Si les gouvernements collaboraient sur des politiques visant à gérer la demande en coordonnant le déplacement de certains des nouveaux centres vers des zones d’énergie renouvelable en dehors des zones métropolitaines disposant d’un réseau et de collectes de données adéquats, d’un approvisionnement en eau pour refroidir les centres et d’une main d’œuvre, la nouvelle demande pourrait aider à stimuler les investissements vers les énergies renouvelables et à stabiliser le réseau à mesure qu’il se développe, a déclaré Julia Hinwood, responsable des infrastructures du CEFC.

Le rapport révèle que dans certains domaines, le développement de grands centres de données peut bénéficier à la gestion du réseau. La demande importante et constante de centres de données peut réduire la réduction des énergies renouvelables, qui empêche l’énergie verte de circuler sur le réseau pendant les périodes de pointe de production, lorsque le soleil est le plus fort au milieu de la journée.

Ceci, à son tour, pourrait améliorer la rentabilité du développement de nouvelles énergies renouvelables et fluidifier l’offre et la demande de réseau.

Hinwood a déclaré qu’une bonne planification pourrait aider l’Australie à soutenir l’industrie tout en évitant les problèmes rencontrés en Irlande, où la demande croissante de centres de données représente désormais 21 pour cent de l’énergie, et à Singapour, qui a dû introduire un moratoire sur les nouveaux centres.

Un porte-parole du ministre du Changement climatique et de l’Énergie, Chris Bowen, a déclaré que l’Australie devrait continuer à bâtir sa réputation de premier choix en matière de développement de centres de données, et que le rapport montrait que si « nous obtenons les bons paramètres », l’industrie peut générer de nouveaux investissements dans l’énergie propre. « Notre objectif sera de garantir que cela n’entraîne pas de coûts pour les consommateurs. »

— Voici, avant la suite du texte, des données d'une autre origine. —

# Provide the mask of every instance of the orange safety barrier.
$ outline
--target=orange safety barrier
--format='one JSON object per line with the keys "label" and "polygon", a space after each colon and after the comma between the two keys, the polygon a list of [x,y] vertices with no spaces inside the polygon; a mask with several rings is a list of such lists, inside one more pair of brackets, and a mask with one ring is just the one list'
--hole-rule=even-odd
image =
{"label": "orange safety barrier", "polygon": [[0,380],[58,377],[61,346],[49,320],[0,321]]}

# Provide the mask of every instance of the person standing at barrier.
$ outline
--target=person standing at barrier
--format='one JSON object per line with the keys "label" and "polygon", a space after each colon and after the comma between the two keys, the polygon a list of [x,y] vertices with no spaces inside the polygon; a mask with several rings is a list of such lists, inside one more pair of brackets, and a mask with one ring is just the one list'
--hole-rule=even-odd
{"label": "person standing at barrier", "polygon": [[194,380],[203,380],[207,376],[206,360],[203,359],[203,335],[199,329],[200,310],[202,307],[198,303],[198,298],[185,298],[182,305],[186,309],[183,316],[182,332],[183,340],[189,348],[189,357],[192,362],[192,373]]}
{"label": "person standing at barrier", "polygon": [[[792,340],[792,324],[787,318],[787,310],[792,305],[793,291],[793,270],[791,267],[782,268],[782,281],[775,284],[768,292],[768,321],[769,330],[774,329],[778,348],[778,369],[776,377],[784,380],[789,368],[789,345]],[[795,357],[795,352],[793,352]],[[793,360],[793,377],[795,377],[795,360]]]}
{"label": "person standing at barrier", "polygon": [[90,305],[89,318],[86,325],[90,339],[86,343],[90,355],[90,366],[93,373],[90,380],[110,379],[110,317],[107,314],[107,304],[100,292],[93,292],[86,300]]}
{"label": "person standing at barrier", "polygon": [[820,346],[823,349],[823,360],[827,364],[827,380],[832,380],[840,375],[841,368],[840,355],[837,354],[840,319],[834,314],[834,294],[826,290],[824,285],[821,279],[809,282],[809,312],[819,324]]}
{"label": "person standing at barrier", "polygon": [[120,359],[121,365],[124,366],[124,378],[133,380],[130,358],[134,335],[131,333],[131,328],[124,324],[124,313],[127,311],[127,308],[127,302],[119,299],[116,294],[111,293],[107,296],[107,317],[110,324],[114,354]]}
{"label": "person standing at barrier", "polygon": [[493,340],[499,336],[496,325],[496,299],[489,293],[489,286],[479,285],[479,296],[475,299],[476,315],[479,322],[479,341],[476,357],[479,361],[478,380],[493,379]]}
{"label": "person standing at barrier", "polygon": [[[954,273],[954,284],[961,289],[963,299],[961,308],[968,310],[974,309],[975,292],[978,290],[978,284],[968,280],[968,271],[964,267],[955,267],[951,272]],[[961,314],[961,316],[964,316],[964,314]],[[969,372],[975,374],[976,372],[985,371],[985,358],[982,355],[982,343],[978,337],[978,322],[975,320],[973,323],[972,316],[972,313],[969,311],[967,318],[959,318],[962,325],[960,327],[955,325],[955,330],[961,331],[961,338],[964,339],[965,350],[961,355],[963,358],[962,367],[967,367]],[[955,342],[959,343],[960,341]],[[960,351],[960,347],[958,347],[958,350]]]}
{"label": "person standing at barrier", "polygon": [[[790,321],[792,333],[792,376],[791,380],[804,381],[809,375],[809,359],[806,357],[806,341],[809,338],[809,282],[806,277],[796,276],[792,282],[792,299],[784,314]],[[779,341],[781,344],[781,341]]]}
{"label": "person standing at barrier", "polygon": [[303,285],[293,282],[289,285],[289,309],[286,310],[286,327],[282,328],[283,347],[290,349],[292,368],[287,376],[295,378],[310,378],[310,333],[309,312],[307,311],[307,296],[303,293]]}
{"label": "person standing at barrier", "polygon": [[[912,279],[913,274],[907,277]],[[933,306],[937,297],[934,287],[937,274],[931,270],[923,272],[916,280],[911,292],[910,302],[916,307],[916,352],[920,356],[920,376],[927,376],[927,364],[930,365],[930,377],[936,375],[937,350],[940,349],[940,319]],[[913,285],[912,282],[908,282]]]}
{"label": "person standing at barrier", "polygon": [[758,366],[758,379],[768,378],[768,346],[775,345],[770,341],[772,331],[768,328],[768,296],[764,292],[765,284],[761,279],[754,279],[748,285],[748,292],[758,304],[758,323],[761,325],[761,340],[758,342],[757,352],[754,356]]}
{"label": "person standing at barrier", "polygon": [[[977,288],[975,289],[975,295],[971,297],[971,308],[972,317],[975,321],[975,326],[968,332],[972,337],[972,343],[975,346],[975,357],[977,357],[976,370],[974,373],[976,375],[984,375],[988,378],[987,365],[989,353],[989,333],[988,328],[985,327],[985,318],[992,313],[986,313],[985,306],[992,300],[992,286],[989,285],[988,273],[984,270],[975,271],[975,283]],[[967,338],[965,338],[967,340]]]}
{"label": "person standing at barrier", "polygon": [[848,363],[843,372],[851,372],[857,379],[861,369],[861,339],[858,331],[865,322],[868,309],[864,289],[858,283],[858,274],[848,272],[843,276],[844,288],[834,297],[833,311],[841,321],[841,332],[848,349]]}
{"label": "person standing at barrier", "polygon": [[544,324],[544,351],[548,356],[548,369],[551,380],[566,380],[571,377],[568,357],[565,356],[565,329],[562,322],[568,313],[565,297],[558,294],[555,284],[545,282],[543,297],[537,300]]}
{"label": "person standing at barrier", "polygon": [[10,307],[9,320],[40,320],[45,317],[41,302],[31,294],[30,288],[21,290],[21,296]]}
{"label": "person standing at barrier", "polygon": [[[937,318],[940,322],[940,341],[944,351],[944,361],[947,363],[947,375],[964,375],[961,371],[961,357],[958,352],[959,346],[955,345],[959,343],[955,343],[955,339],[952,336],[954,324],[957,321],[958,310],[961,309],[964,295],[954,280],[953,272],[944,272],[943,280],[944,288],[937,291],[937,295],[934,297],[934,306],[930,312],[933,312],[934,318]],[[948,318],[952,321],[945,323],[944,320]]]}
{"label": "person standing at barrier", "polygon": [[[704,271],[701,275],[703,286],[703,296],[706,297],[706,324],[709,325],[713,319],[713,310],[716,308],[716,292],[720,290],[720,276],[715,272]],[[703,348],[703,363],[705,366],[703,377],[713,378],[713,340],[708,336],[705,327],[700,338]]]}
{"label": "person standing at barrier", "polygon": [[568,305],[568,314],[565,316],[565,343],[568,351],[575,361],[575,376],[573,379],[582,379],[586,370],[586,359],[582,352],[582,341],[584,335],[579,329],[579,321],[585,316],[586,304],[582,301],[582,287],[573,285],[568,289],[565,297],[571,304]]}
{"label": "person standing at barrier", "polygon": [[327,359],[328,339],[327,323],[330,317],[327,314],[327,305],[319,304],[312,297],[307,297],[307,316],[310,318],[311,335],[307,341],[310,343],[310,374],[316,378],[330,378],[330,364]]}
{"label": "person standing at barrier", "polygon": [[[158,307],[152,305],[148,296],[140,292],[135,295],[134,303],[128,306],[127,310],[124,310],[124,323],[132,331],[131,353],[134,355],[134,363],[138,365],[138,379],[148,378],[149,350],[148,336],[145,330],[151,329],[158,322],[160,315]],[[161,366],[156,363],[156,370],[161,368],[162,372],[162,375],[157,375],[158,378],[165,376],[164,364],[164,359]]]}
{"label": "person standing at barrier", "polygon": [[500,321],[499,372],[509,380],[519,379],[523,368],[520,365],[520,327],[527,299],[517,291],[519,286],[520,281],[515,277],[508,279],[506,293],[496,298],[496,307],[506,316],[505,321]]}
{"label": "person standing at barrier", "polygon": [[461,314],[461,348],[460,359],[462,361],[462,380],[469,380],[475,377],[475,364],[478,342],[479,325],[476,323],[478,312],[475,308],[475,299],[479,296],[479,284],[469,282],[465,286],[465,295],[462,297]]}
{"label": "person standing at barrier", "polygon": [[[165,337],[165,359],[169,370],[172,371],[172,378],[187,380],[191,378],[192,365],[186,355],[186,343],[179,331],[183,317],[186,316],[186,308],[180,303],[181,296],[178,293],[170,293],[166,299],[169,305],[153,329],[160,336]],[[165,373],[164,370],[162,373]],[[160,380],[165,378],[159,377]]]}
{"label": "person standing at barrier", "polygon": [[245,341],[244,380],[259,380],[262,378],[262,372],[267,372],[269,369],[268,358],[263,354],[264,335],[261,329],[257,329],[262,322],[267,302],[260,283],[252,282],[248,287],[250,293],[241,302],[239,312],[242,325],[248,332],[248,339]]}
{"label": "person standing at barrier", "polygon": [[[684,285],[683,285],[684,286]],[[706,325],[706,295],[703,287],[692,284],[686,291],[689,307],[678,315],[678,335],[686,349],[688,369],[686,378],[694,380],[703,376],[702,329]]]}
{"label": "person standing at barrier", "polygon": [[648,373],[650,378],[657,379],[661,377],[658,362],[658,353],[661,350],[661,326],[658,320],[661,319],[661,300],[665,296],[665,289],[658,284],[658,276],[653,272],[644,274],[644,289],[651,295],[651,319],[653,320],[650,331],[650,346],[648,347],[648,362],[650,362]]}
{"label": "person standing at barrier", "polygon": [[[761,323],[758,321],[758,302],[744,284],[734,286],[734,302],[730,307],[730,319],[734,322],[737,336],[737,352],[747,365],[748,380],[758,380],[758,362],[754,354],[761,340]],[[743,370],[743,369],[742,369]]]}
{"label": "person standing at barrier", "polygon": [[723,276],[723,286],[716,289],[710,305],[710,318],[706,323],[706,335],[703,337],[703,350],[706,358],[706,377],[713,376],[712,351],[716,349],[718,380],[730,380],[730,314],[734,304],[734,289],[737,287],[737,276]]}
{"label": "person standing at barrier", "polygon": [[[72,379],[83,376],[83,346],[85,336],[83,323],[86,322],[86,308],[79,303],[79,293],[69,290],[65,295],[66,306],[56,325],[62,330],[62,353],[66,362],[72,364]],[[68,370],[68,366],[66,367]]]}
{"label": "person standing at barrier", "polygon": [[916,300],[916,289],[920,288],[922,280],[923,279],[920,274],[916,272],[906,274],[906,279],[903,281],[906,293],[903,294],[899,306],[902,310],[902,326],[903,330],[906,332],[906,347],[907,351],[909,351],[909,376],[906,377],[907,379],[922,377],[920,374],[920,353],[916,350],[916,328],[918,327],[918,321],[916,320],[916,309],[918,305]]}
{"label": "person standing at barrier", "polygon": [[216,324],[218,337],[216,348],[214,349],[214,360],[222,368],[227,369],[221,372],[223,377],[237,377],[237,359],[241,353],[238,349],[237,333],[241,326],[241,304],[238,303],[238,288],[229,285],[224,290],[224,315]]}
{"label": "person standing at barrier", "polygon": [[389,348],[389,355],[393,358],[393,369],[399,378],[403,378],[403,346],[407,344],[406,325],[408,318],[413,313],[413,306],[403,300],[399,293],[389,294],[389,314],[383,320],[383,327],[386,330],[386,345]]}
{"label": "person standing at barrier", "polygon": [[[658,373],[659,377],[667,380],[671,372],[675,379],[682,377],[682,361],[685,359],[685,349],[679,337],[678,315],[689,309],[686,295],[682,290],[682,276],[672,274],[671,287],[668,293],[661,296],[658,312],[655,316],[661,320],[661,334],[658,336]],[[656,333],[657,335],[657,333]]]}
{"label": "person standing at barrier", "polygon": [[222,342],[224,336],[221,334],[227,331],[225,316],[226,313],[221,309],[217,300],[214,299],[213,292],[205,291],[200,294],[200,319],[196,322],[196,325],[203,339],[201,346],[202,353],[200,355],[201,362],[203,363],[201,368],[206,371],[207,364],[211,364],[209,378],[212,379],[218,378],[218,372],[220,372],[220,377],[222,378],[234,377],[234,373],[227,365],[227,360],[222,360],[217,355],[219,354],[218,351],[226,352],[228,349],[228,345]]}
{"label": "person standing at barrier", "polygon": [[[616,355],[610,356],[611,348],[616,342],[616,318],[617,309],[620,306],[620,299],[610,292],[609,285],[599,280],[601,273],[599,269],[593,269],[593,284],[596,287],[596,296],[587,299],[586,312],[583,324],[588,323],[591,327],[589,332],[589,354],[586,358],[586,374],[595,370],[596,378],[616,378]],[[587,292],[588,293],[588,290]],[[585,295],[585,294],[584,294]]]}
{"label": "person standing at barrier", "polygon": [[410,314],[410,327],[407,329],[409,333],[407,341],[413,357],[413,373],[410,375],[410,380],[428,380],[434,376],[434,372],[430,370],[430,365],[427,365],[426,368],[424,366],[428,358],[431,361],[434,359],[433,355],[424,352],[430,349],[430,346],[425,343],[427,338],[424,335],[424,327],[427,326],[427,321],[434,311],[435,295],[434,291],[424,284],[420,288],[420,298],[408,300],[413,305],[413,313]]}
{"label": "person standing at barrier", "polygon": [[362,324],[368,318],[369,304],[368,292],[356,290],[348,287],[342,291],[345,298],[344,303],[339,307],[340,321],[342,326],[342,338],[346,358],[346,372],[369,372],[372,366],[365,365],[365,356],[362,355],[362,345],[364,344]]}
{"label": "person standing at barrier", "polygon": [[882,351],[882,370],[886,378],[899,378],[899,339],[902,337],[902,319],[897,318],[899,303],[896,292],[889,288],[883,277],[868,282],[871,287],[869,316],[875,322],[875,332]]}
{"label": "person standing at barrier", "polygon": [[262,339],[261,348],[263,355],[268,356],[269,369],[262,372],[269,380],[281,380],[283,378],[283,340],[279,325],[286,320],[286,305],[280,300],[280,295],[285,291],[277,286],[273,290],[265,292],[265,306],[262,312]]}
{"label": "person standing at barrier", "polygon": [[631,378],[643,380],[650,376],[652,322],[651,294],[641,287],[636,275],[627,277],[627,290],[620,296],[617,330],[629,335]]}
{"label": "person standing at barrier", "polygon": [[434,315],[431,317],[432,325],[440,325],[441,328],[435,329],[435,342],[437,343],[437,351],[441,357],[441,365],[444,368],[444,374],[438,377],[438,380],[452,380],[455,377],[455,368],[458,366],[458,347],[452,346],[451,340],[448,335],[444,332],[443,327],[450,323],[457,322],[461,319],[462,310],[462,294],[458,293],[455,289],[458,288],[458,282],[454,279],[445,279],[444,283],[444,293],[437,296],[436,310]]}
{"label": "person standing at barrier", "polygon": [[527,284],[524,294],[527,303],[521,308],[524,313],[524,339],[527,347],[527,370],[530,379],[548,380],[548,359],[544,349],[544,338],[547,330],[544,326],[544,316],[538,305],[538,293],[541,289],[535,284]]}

Lundi, un rapport montrant que les centres de données individuels proposés pour les grandes villes recherchent des volumes d’eau quotidiens équivalents à ceux utilisés par 80 000 foyers a été publié, suscitant des appels à une réglementation plus stricte et à des normes d’efficacité de l’eau.

Lors des négociations des Nations Unies sur le climat le mois dernier au Brésil, le maire de Melbourne, Nicholas Reece, a défendu une initiative permettant aux villes du monde entier d’élaborer des lignes directrices et des normes communes pour une infrastructure d’IA à faible intensité de carbone et économe en eau.

À l’époque, Reece avait déclaré que les centres de données et les infrastructures d’IA représentaient actuellement 2 pour cent de la consommation d’énergie de Melbourne, qui devrait atteindre 8 pour cent dans cinq ans et 20 pour cent d’ici 2040.